Published: 08:44, 15 March 2017
The city council will tonight night decide whether to lobby government in a bid to make student landlords pay business rates.
It follows growing concern that the cash-strapped authority is losing out on significant income from being a university city.
Already students are exempt from paying council tax, the loss of which in the district is estimated at £5,543,000, with £694,000 being Canterbury’s share.
But there are concerns that large scale student landlords - some operating dozens of properties - are simply running profiting-making businesses with significant impact on the housing market at the expense of the city.
The same concerns have been raised in Liverpool which has already prompted its city council to write to the government calling for a change in the rules.
Now a similar proposal is due to be debated by Canterbury City Council’s Community Committee in the Guildhall.
Members are being asked whether to authorise the leader of the council, Cllr Simon Cook to write to Canterbury’s MP, ministers and the Local Government Authority to make the same request.
Cllr Cook said; "I completely understand why this has been brought to the community committee because it is a debate which has to be had.

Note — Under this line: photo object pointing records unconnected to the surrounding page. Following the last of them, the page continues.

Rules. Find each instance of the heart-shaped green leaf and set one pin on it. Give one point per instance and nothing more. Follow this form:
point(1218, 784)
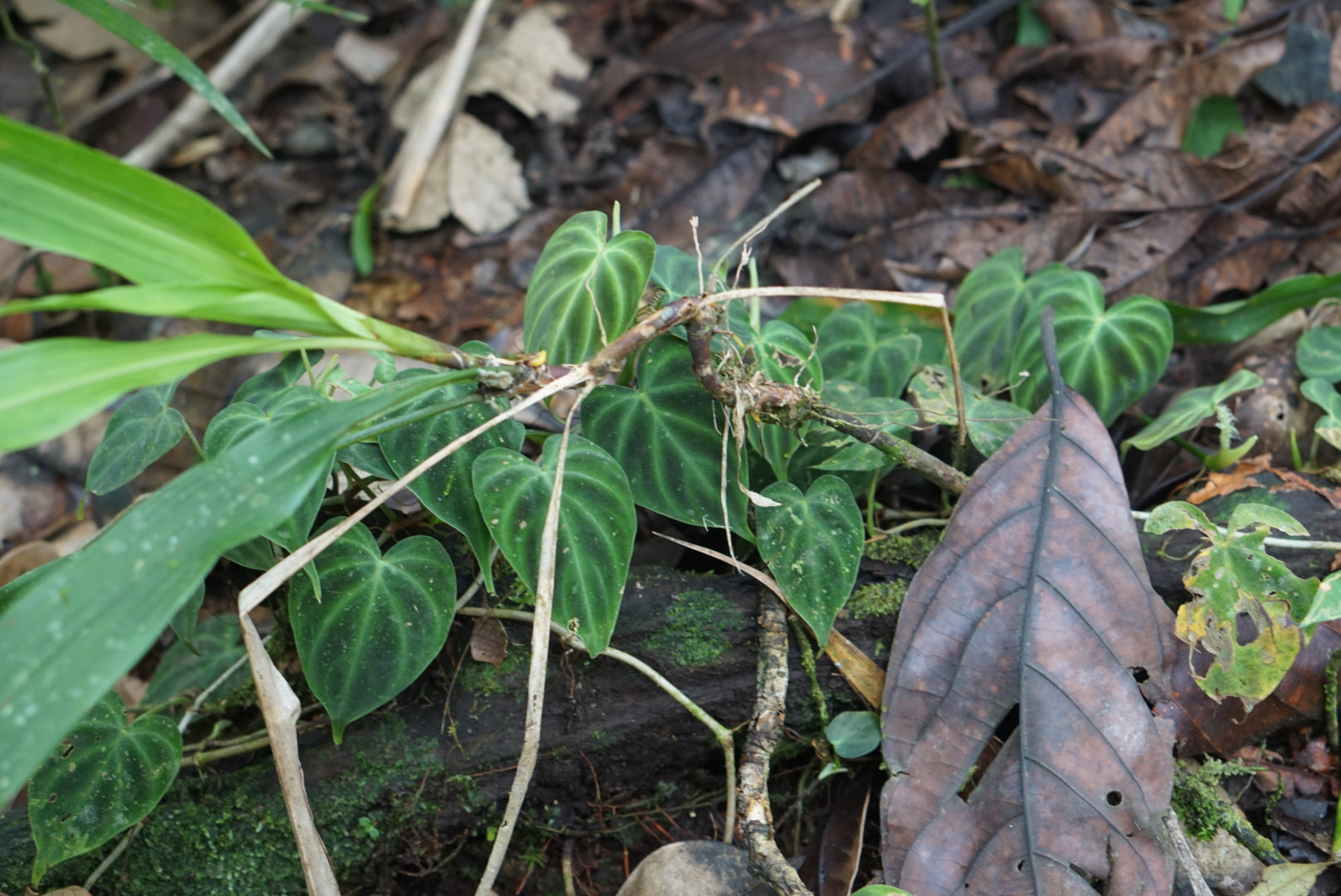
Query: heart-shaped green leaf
point(596, 528)
point(446, 489)
point(105, 777)
point(1319, 354)
point(139, 432)
point(585, 291)
point(1190, 409)
point(812, 543)
point(219, 645)
point(381, 620)
point(1110, 357)
point(664, 436)
point(855, 346)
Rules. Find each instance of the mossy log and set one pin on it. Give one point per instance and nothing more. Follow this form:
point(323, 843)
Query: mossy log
point(413, 784)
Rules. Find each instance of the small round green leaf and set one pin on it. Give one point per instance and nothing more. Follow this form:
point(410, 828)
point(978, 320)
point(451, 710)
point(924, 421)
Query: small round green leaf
point(585, 290)
point(1110, 357)
point(666, 436)
point(1191, 408)
point(855, 734)
point(381, 620)
point(139, 432)
point(812, 543)
point(855, 346)
point(105, 777)
point(596, 528)
point(1319, 354)
point(446, 489)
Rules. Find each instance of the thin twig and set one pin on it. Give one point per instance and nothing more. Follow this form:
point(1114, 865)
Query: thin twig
point(422, 139)
point(258, 41)
point(539, 665)
point(766, 860)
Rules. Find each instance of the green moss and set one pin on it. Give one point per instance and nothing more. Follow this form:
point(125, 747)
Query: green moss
point(231, 835)
point(881, 598)
point(911, 550)
point(695, 628)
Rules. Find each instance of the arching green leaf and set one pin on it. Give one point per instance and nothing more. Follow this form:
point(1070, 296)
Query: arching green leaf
point(1190, 409)
point(812, 545)
point(446, 489)
point(1319, 354)
point(105, 777)
point(666, 436)
point(1110, 357)
point(596, 528)
point(585, 290)
point(139, 432)
point(853, 346)
point(380, 622)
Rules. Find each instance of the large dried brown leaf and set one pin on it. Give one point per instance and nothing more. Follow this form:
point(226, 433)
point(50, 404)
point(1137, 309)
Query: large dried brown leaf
point(1036, 600)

"The problem is not of the students’ making and they, of course, contribute significantly to the economy of the city.
"But we are being put in a predicament as the government withdraws the allowance we receive for not getting council tax from these properties.

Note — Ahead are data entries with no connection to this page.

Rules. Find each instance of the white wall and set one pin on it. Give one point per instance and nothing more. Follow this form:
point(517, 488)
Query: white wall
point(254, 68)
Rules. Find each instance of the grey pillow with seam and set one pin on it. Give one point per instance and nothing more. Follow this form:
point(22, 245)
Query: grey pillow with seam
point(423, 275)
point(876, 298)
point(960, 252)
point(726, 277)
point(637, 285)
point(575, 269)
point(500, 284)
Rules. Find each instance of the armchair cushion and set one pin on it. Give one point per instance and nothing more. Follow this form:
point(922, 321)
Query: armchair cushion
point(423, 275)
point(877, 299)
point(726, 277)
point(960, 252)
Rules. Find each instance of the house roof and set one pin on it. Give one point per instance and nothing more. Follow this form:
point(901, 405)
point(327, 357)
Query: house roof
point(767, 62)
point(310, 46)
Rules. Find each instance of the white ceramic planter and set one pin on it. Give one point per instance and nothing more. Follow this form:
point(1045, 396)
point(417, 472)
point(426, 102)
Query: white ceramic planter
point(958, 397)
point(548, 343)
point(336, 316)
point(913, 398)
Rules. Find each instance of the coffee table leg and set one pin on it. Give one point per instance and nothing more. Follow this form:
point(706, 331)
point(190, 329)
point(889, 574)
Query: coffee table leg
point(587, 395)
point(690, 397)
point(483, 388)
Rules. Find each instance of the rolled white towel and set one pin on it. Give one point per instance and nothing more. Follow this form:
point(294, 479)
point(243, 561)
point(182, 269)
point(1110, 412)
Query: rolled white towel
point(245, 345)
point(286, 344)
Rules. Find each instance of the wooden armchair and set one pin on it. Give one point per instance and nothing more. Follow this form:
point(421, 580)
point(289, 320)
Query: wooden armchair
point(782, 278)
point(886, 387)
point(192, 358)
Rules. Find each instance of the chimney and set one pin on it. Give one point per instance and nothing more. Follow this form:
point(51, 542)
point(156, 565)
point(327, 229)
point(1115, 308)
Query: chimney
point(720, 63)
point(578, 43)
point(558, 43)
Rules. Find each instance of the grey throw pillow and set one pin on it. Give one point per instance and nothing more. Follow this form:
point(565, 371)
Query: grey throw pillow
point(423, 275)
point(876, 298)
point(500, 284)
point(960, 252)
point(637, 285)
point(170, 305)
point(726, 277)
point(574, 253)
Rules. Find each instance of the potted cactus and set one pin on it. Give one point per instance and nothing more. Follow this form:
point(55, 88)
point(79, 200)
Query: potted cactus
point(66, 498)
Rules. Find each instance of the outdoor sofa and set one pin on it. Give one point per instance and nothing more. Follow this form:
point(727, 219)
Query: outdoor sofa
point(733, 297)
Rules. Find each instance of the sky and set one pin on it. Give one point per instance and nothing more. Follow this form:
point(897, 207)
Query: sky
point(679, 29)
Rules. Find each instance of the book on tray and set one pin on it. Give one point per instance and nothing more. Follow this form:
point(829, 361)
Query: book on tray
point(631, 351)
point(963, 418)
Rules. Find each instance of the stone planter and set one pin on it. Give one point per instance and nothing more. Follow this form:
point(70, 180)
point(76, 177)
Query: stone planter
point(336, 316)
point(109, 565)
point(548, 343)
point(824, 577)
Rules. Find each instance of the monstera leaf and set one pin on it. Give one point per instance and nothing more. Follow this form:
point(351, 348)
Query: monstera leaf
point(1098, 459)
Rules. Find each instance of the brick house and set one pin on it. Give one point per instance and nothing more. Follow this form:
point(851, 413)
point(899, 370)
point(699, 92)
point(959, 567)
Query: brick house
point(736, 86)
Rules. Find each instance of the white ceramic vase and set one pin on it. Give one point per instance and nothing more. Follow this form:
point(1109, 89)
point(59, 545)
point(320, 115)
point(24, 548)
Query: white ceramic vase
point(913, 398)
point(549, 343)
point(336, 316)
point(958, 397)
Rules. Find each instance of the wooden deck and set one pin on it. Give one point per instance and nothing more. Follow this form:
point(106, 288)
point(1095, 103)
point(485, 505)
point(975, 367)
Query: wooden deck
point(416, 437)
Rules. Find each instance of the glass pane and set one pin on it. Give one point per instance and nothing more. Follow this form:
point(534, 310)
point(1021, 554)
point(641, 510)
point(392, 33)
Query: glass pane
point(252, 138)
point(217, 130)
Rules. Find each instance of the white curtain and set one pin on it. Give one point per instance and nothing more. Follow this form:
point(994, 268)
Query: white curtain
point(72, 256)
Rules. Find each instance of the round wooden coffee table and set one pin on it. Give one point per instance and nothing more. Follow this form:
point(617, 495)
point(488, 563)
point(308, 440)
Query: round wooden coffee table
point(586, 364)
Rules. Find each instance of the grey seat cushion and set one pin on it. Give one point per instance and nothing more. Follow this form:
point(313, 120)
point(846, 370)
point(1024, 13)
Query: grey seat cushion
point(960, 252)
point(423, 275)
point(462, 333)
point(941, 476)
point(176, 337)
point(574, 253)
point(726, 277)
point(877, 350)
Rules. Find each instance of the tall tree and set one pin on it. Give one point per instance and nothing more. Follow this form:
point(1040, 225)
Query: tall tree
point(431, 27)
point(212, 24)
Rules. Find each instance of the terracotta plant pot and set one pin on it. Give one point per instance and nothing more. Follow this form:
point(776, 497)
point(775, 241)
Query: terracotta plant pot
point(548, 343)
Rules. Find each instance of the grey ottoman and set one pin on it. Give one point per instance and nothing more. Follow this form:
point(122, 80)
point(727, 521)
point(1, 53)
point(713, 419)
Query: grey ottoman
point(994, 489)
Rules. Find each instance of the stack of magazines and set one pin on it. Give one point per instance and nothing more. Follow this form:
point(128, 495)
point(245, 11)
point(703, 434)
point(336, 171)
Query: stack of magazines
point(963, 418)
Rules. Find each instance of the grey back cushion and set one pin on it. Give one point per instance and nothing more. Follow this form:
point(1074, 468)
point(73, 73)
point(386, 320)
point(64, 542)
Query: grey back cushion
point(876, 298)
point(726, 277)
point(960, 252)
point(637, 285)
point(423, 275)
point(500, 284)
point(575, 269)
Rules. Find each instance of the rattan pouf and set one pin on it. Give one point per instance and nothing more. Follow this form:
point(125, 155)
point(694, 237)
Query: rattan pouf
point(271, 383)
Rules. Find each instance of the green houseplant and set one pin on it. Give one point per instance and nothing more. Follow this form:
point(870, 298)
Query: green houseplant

"We have to start looking at a way because the student population receives a lot of services from the council.
"It’s about being fair to students, who have their owns pressures, but also to residents and exploring a way forward."
The recent publication of a Further and Higher Education Impact Review in the district highlighted the loss of income from either council tax or business rates from student lets.

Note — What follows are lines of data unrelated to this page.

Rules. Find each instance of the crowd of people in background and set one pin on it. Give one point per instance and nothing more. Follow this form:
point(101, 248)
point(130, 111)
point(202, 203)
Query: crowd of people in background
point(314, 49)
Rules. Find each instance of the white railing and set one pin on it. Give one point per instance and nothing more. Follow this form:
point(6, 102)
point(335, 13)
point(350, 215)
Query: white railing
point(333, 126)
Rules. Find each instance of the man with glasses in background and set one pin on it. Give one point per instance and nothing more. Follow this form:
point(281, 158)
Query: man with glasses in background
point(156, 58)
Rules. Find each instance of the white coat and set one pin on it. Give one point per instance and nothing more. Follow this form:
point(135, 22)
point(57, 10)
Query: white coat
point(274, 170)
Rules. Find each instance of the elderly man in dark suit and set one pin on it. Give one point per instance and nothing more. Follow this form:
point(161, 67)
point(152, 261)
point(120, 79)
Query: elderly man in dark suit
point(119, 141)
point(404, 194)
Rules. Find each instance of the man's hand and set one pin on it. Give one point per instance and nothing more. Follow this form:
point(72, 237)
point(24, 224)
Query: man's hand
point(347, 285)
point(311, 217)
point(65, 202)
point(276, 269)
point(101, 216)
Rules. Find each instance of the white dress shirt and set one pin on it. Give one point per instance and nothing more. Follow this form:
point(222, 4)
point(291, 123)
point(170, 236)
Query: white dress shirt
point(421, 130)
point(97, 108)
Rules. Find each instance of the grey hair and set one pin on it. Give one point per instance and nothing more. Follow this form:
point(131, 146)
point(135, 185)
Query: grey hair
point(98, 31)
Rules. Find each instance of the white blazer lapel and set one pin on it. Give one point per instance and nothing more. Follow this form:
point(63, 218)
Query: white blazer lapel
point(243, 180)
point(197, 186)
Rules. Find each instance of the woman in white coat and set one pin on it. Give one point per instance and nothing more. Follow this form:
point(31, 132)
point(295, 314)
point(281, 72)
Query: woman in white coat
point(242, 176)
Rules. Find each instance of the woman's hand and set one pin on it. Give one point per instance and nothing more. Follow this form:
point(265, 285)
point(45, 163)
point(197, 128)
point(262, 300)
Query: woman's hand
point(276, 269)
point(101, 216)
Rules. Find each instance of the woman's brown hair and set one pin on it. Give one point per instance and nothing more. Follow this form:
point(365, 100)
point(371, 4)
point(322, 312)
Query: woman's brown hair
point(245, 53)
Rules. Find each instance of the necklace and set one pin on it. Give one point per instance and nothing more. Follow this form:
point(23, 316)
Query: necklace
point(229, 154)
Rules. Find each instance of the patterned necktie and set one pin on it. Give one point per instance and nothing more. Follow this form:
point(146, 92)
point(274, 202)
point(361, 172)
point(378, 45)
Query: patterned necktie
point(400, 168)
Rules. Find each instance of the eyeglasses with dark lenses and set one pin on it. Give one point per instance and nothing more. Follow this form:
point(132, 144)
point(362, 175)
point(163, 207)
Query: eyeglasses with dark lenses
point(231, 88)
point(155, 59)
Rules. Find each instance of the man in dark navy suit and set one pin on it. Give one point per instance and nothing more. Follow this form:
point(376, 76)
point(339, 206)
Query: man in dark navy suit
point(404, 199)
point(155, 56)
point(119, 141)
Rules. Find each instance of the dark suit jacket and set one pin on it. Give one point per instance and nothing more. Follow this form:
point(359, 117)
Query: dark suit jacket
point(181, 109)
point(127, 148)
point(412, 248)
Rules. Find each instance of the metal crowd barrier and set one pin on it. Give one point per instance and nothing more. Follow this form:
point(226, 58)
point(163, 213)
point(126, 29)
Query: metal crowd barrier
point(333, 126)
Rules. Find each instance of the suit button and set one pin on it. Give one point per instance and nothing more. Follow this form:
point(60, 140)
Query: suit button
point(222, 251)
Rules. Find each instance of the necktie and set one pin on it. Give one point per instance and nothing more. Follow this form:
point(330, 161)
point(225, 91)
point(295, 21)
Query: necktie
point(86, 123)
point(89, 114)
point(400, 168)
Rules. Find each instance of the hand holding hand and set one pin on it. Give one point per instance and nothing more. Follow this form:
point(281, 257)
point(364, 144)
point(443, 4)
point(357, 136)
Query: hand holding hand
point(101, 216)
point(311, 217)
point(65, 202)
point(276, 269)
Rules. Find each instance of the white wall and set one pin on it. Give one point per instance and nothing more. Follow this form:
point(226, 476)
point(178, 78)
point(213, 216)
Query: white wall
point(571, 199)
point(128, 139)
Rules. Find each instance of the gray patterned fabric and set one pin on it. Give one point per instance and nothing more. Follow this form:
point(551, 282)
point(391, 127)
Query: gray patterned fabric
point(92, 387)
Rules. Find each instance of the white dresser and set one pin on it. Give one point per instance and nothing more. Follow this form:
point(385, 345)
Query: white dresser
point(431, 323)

It revealed four in five privately-rented houses in the district are occupied by students, totalling around 3,800 properties.
Writing on the Local Democracy Forum, Professor Richard Norman, who is a member of the St Michael’s Residents’ Association - an area of high student accommodation - welcomed the idea of landlords being charged business rates.
He said: "I know some of the likely responses - that this would just be passed on to student tenants - but the inescapable fact is that Canterbury suffers greatly from loss of council tax because of the very large student population, all of whom are users of local facilities and services."
The Residential Landlords Association however has serious concerns over the plans, fearing they could force students’ rents up and reduce the quality of the accommodation on offer.
Speaking following the Liverpool decision, its chief executive Andrew Goodacre said: "This sets a very dangerous precedent. Where one council goes others are sure to follow.
"Landlords will look to recoup this extra tax by increasing their rents and taxing them in this way will reduce the amount of money they have to spend on repairs and home improvements for their tenants."